I primi cristiani – lo dice il libro degli Atti degli Apostoli – non vedevano e tanto meno vivevano la fede in Cristo come un “sistema religioso”. È vero che si era agli inizi, perciò ancora lontani da quella organizzazione strutturale e dogmatica che successivamente porterà il cristianesimo sul piano di una religione. Ma ciò che davvero sconcerta, noi del terzo millennio, è il fatto che i primi credenti non chiamavano la fede una dottrina o un insegnamento o neppure un messaggio, ma la chiamavano “via” (“hodos” in greco).
Il cristianesimo secondo loro era la “via”. Nella Lettera agli Ebrei, l’anonimo autore sacro parla di “via nuova e vivente” che “è stata inaugurata da Gesù per noi” (Eb 10,20; 12,2).
Ho già parlato del prete spagnolo Josè Antonio Pagola: il suo commento al Vangelo secondo Marco è intitolato “la via aperta da Gesù”. Già il titolo è significativo a proposito di quanto stiamo dicendo del cristianesimo, così come lo vedevano i primi cristiani. Riflettendo sul brano del Vangelo di oggi, scrive:
«Prima di tutto dobbiamo fermarci a scoprire quali zone della nostra vita non sono illuminate dallo Spirito di Gesù. Come comunità religiosa dobbiamo funzionare bene intorno al culto, ma continuare a essere impermeabili ad aspetti essenziali del vangelo. Da cosa ci riconoscerebbe oggi Gesù come suoi discepoli e seguaci?
Inoltre, dobbiamo discernere la qualità evangelica di quello che facciamo. La parola di Gesù ci può liberare da alcuni auto-inganni. Non tutto ciò che viviamo proviene dalla Galilea. Se non siamo un gruppo caratterizzato dai tratti essenziali di Gesù, che cosa siamo esattamente?
È essenziale “cercare il regno di Dio e la sua giustizia”. Ribellarci di fronte all’indifferenza sociale che ci impedisce di guardare la vita dalla prospettiva di coloro che soffrono. Resistere a forme di vita che ci chiudono nel nostro egoismo. Se non trasmettiamo compassione e attenzione verso gli ultimi, che cosa stiamo diffondendo nella società?
C’è un “imperativo cristiano” che potrebbe orientarci nella ricerca effettiva della giustizia di Dio nel mondo: agire nelle nostre comunità cristiane in modo che questo comportamento possa diventare norma universale per tutti gli uomini. Indicare, con la nostra vita, vie verso un mondo più giusto, amabile e pieno di speranza. Cambierebbe molto la società se tutti agissero come facciamo noi nella nostra piccola comunità?

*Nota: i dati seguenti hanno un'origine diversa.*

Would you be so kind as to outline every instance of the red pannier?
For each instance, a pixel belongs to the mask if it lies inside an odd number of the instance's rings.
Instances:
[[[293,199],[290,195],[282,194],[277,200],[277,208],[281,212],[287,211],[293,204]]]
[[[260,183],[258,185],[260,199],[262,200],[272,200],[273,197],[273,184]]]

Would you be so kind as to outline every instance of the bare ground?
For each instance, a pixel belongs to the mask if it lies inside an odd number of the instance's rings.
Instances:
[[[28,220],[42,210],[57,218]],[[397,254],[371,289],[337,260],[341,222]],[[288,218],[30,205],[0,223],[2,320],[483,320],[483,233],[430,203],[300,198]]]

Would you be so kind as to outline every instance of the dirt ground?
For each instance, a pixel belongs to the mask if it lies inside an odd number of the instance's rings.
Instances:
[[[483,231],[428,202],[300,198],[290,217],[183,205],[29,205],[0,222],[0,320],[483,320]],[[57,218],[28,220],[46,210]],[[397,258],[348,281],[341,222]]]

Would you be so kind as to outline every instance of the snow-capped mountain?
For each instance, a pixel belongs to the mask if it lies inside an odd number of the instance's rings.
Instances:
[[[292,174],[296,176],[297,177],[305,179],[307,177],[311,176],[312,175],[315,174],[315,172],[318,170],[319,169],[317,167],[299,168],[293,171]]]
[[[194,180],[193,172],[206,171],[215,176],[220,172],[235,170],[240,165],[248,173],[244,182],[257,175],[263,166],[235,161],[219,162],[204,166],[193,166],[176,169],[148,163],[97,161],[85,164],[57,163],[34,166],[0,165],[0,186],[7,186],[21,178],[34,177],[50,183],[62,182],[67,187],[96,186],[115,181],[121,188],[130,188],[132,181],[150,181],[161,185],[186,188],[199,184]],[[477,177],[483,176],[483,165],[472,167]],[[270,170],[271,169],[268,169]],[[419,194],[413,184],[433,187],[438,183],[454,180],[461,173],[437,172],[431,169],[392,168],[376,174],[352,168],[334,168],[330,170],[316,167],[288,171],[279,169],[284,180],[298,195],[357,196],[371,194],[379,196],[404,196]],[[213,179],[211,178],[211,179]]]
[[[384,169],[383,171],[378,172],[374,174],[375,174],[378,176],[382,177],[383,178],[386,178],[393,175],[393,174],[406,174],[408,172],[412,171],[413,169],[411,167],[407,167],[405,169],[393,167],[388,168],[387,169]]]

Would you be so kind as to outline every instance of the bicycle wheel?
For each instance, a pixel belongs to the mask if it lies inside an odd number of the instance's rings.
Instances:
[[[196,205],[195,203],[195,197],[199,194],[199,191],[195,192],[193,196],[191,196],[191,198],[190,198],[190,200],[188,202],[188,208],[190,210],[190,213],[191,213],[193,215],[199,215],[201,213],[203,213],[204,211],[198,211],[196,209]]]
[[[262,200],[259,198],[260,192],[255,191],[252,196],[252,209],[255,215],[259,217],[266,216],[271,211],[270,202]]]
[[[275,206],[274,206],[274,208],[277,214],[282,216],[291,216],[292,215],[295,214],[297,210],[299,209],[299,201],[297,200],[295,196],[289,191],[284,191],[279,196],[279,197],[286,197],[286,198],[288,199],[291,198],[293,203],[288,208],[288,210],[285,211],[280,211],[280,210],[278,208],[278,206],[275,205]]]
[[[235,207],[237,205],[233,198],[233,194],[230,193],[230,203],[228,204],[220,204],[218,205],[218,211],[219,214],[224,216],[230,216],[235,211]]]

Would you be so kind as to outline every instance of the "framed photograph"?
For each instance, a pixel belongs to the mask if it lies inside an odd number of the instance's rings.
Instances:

Sarebbe sicuramente di arricchimento introdurre tra noi quel detto incisivo e suggestivo che alcuni anni fa circolava nelle comunità cristiane della Germania: “Pensa globalmente, agisci localmente”. Dobbiamo aprire l’orizzonte delle nostre comunità verso il mondo intero; imparare ad elaborare l’informazione che riceviamo, a partire dallo sguardo compassionevole di Dio verso tutte le sue creature. Poi, aprire vie di compassione e giustizia nel piccolo mondo in cui ci muoviamo ogni giorno».